A system for lexing, parsing, printing, serialization, and type generation.
This library can be used standalone, although it's intended for use with the Lona compiler, in order to support cross platform AST type generation.
This is very experimental and unpolished. Speed isn't a goal yet, and the parser won't stop you from writing your grammar in a ridiculously slow way.
This all-in-one library simplifies parsing and code generation.
The main challenge with existing tools is that they only handle one aspect of the pipeline, e.g. defining the language grammar. This means that everything after that, e.g. specifying the data structure of the parsed AST, will be arbitrary/left to the user. The problem then is that additional features, like pretty printing, must be written custom due to the arbitrary data format, and then kept in sync with the grammar.
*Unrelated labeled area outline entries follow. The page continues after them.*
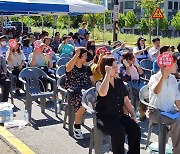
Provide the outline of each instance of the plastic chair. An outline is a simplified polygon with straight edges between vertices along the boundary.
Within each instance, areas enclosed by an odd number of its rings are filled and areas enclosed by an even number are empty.
[[[60,55],[60,58],[72,58],[73,57],[73,55],[72,54],[68,54],[68,53],[63,53],[63,54],[61,54]]]
[[[86,112],[90,113],[93,116],[94,124],[94,127],[91,129],[89,154],[92,154],[93,146],[96,154],[102,154],[102,144],[104,137],[108,136],[110,140],[109,135],[104,134],[101,130],[97,128],[96,112],[94,110],[96,106],[96,98],[97,92],[95,87],[92,87],[83,92],[82,106],[86,109]]]
[[[62,104],[64,103],[65,105],[65,114],[64,114],[64,123],[63,123],[63,128],[66,128],[66,121],[67,121],[67,116],[68,118],[68,132],[70,136],[73,136],[73,124],[74,124],[74,119],[75,119],[75,109],[74,107],[70,104],[70,97],[73,94],[73,90],[65,89],[65,81],[66,81],[66,75],[62,75],[57,82],[57,87],[58,91],[60,91],[62,95]]]
[[[139,92],[139,99],[144,105],[151,107],[149,105],[149,86],[148,85],[145,85],[144,87],[141,88]],[[158,132],[158,142],[159,142],[158,151],[159,151],[159,154],[165,154],[168,129],[166,125],[161,123],[160,117],[161,116],[159,114],[158,123],[153,123],[149,119],[149,128],[148,128],[148,136],[147,136],[147,141],[146,141],[146,148],[149,146],[149,141],[150,141],[150,136],[151,136],[153,126],[158,125],[158,131],[159,131]]]
[[[141,77],[142,80],[148,82],[152,73],[153,69],[153,62],[149,59],[143,59],[140,61],[140,66],[144,72],[144,77]]]
[[[66,66],[62,65],[62,66],[57,68],[57,70],[56,70],[56,77],[59,79],[65,73],[66,73]]]
[[[60,67],[62,65],[66,65],[67,62],[69,62],[71,59],[70,58],[67,58],[67,57],[63,57],[63,58],[60,58],[57,63],[56,63],[56,67]]]
[[[52,92],[42,92],[40,85],[42,84],[40,77],[46,78],[53,82]],[[57,116],[56,106],[56,80],[50,78],[44,71],[37,67],[28,67],[23,69],[19,74],[19,80],[22,81],[26,87],[26,109],[29,114],[29,121],[31,120],[32,101],[40,98],[41,112],[45,112],[46,98],[54,98],[55,114]]]
[[[142,69],[153,69],[153,62],[149,59],[143,59],[140,61],[140,66]]]

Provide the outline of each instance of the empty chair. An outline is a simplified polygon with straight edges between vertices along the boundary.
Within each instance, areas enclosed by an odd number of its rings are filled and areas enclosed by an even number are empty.
[[[73,57],[73,55],[71,55],[71,54],[68,54],[68,53],[62,53],[61,55],[60,55],[60,58],[72,58]]]
[[[153,62],[149,59],[143,59],[140,61],[140,66],[142,69],[149,69],[152,70]]]
[[[60,76],[64,75],[65,73],[66,73],[66,66],[62,65],[62,66],[57,68],[57,70],[56,70],[56,77],[60,78]]]
[[[139,92],[139,99],[141,103],[143,103],[146,106],[149,105],[149,86],[145,85],[144,87],[141,88]],[[149,146],[149,141],[150,141],[150,136],[152,132],[153,126],[156,125],[156,123],[153,123],[149,119],[149,128],[148,128],[148,136],[147,136],[147,141],[146,141],[146,148]],[[167,141],[167,127],[166,125],[161,123],[160,115],[158,115],[158,142],[159,142],[159,154],[164,154],[165,153],[165,147],[166,147],[166,141]]]
[[[40,86],[43,86],[40,78],[45,78],[53,82],[52,92],[42,92]],[[26,104],[25,108],[29,113],[29,120],[31,120],[32,101],[40,98],[41,112],[45,112],[46,98],[53,97],[55,113],[57,115],[56,107],[56,80],[50,78],[44,71],[36,67],[29,67],[23,69],[19,74],[19,80],[25,84],[26,87]]]
[[[68,57],[62,57],[60,58],[57,63],[56,63],[56,67],[62,66],[62,65],[66,65],[67,62],[69,62],[71,59]]]
[[[66,128],[66,121],[67,121],[67,116],[68,116],[68,132],[70,136],[73,136],[73,124],[74,124],[74,112],[75,109],[74,107],[70,104],[70,97],[71,94],[73,93],[73,90],[65,89],[65,81],[66,81],[66,75],[62,75],[57,82],[57,87],[58,91],[60,91],[62,95],[62,103],[65,104],[65,115],[64,115],[64,123],[63,123],[63,128]]]
[[[96,105],[96,98],[97,92],[95,87],[92,87],[83,92],[82,106],[86,109],[86,112],[92,114],[94,124],[94,127],[91,129],[89,154],[92,154],[93,146],[96,154],[102,154],[103,138],[107,136],[107,134],[104,134],[97,128],[96,112],[94,110]],[[108,136],[108,139],[110,140],[110,136]]]

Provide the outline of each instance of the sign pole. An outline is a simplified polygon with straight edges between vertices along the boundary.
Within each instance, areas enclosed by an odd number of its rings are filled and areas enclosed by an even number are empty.
[[[113,41],[117,41],[117,37],[118,37],[118,14],[119,14],[118,0],[114,0]]]
[[[157,18],[157,37],[158,37],[158,34],[159,34],[159,19]]]

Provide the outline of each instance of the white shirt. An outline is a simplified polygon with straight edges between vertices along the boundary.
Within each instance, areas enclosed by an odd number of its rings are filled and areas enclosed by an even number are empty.
[[[160,52],[159,52],[159,54],[158,54],[157,57],[152,57],[153,54],[155,54],[158,50],[159,50],[159,48],[155,48],[155,47],[152,47],[151,49],[149,49],[149,52],[148,52],[148,53],[149,53],[149,57],[150,57],[150,59],[151,59],[152,61],[155,61],[155,60],[158,59],[158,56],[160,55]]]
[[[9,51],[6,54],[6,58],[8,58],[8,56],[9,56]],[[11,61],[7,61],[8,67],[10,69],[13,69],[14,66],[19,66],[21,64],[22,60],[26,59],[26,57],[24,56],[24,53],[22,51],[19,54],[13,53],[11,55],[11,58],[12,58]]]
[[[141,49],[144,49],[144,47],[141,47]],[[133,48],[133,54],[135,55],[139,50],[138,46],[135,46]],[[142,54],[135,56],[136,58],[147,58],[149,55],[146,56],[146,54],[144,53],[144,51],[142,52]]]
[[[3,57],[6,57],[6,53],[8,51],[8,46],[2,47],[0,46],[0,55],[3,55]]]
[[[149,81],[149,101],[150,106],[162,111],[170,112],[177,110],[175,106],[175,101],[180,100],[180,93],[178,90],[177,80],[173,75],[169,75],[168,79],[163,82],[162,90],[159,94],[154,93],[154,88],[156,87],[160,77],[161,72],[151,76]]]

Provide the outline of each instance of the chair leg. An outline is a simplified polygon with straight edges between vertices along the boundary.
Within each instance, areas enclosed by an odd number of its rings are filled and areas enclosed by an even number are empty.
[[[103,133],[98,129],[94,129],[94,149],[95,154],[102,154],[102,144],[103,144]]]
[[[92,154],[92,149],[94,145],[94,128],[91,130],[90,142],[89,142],[89,154]]]
[[[148,128],[148,136],[147,136],[147,141],[146,141],[146,148],[149,146],[149,141],[152,133],[152,128],[153,128],[153,123],[149,121],[149,128]]]
[[[159,154],[165,154],[166,151],[166,135],[167,135],[167,128],[162,123],[159,125],[159,133],[158,133],[158,142],[159,142]]]
[[[46,108],[46,98],[45,97],[40,98],[40,105],[41,105],[41,112],[45,113],[45,108]]]
[[[65,106],[63,128],[66,128],[67,116],[68,116],[68,106]]]
[[[69,135],[73,136],[73,125],[74,125],[74,107],[72,105],[68,105],[68,127],[69,127]]]
[[[31,98],[27,98],[25,109],[27,110],[29,114],[29,121],[31,121],[31,112],[32,112],[32,99]]]

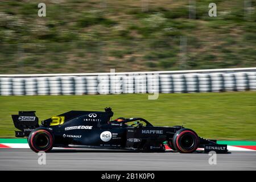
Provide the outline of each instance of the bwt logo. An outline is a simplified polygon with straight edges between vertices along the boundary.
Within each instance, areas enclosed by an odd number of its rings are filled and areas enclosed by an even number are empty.
[[[96,118],[96,117],[97,117],[97,114],[95,114],[95,113],[91,113],[91,114],[89,114],[88,115],[89,115],[89,117],[90,118]]]

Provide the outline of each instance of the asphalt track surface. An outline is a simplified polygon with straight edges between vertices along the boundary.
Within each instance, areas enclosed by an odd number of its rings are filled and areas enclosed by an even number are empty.
[[[30,149],[0,149],[0,170],[256,170],[256,151],[217,154],[216,165],[200,153],[53,150],[46,165],[39,157]]]

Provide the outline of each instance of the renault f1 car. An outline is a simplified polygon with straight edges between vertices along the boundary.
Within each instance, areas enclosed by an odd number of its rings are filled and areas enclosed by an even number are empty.
[[[112,121],[111,108],[105,112],[70,111],[41,122],[34,111],[12,115],[16,137],[27,137],[34,151],[48,152],[54,147],[122,149],[141,151],[174,151],[192,153],[197,148],[205,152],[227,152],[227,146],[200,137],[181,126],[154,126],[142,118],[119,118]]]

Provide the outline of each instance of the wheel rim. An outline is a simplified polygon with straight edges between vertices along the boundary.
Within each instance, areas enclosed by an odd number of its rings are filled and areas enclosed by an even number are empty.
[[[46,135],[41,134],[35,138],[35,144],[40,148],[43,148],[49,144],[49,138]]]
[[[180,144],[182,148],[189,150],[193,147],[195,143],[193,136],[189,134],[185,134],[180,138]]]

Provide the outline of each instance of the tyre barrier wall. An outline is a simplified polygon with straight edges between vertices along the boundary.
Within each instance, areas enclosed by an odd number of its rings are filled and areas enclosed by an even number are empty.
[[[0,95],[153,93],[156,89],[164,93],[256,90],[256,68],[141,73],[0,75]]]

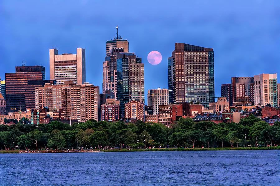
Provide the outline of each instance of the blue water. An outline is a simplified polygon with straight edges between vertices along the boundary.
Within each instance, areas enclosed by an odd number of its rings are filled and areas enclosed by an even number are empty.
[[[280,185],[280,151],[0,154],[1,186],[132,185]]]

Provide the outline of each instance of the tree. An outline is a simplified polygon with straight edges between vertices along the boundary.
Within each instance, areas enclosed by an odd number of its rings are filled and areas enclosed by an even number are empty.
[[[168,128],[161,123],[153,123],[150,125],[148,133],[157,143],[163,143],[166,141]]]
[[[28,138],[31,140],[31,142],[36,145],[36,150],[38,150],[38,142],[43,134],[43,132],[38,129],[35,129],[28,134]]]
[[[63,148],[66,145],[65,139],[60,131],[54,129],[50,133],[50,138],[48,140],[48,146],[49,147],[56,147],[56,150]]]
[[[5,150],[10,141],[10,132],[8,131],[0,132],[0,142],[4,146]]]
[[[174,132],[181,132],[186,133],[188,131],[194,130],[195,123],[191,118],[181,117],[179,121],[175,122],[172,125]]]
[[[100,146],[105,145],[108,142],[108,137],[106,133],[103,131],[96,131],[89,137],[90,141],[93,146]]]
[[[268,125],[265,122],[259,121],[256,122],[250,129],[250,135],[255,139],[255,147],[257,147],[257,141],[260,137],[263,131]]]
[[[86,133],[86,135],[88,136],[89,136],[90,135],[94,133],[94,131],[92,129],[91,129],[88,128],[85,131],[85,132]]]
[[[146,148],[146,145],[148,144],[149,141],[152,139],[152,138],[147,131],[144,131],[139,136],[139,139],[140,140],[140,142],[144,144],[145,145],[144,148]]]
[[[213,131],[213,133],[218,139],[222,141],[222,147],[224,148],[224,142],[226,139],[226,135],[229,133],[229,130],[224,127],[219,127]]]
[[[11,129],[10,134],[11,142],[12,144],[12,147],[13,148],[14,144],[16,144],[17,142],[17,138],[23,133],[21,132],[17,127],[16,126]]]
[[[86,133],[82,129],[80,130],[78,134],[76,135],[75,137],[78,142],[78,145],[80,144],[82,148],[83,146],[83,145],[86,144],[88,142],[88,137],[86,135]]]
[[[149,140],[148,143],[148,144],[151,144],[151,148],[152,148],[153,145],[155,144],[155,140],[152,139],[151,139]]]
[[[275,143],[276,141],[277,132],[279,130],[278,129],[278,127],[276,126],[268,126],[263,131],[263,132],[267,135],[270,140],[270,146],[272,146],[273,143]]]
[[[174,145],[176,145],[179,148],[179,145],[181,144],[184,141],[184,137],[185,135],[182,132],[174,132],[168,137],[168,140]]]
[[[26,149],[27,147],[30,146],[31,144],[30,140],[28,139],[26,135],[22,135],[18,137],[17,140],[18,141],[18,144],[21,147],[23,147],[24,149]]]
[[[45,149],[47,148],[48,144],[48,140],[49,139],[49,133],[43,133],[42,134],[40,138],[40,142],[42,143],[45,146]]]
[[[137,140],[137,135],[131,131],[128,131],[124,134],[124,143],[126,144],[134,144]]]
[[[58,121],[51,122],[46,125],[45,127],[48,133],[51,132],[54,129],[61,131],[63,130],[69,130],[70,128],[70,125],[68,123],[63,123]]]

This library includes several tools that share common data structures internally and are preconfigured to work well together:
-
Lexer - A stateful, regex-based lexer. This is roughly a subset of the VSCode monarch lexer.
-
Parser - A top-down parser, supporting left recursion thanks to the algorithm by Frost et al.. The parser outputs an internal parse tree format.
-
Shaper - This takes an internal parse tree as input and generates a simpler, human-friendly AST format. It can also do the reverse: take an AST and generate the internal parse tree.
-
Printer - This takes an internal parse tree and pretty prints.
-
Templates - For convenience, we expose tagged template functions for usage when generating code.
As an additional goal, all lexer/grammar/ast definitions should be JSON serializable to make it possible to implement this project in other languages in the future.
npm install --save language-tools
OR
yarn add language-tools
See the languages directory for examples.
Languages are defined as a collection of "patterns", where each pattern is an instruction for how to parse or print tokens. Some instructions only affect parsing and some only affect printing - but most are shared, so that parsing and printing are kept in sync. Some commands also include options to specify the structure of AST data types.
When written programmatically, languages should be defined using the exported builder functions, rather than as JSON. The JSON is somewhat verbose, while the builders support concise shorthands and apply relevant defaults. In the future, languages will hopefully be written using Lona's "Logic" DSL rather than programmatically.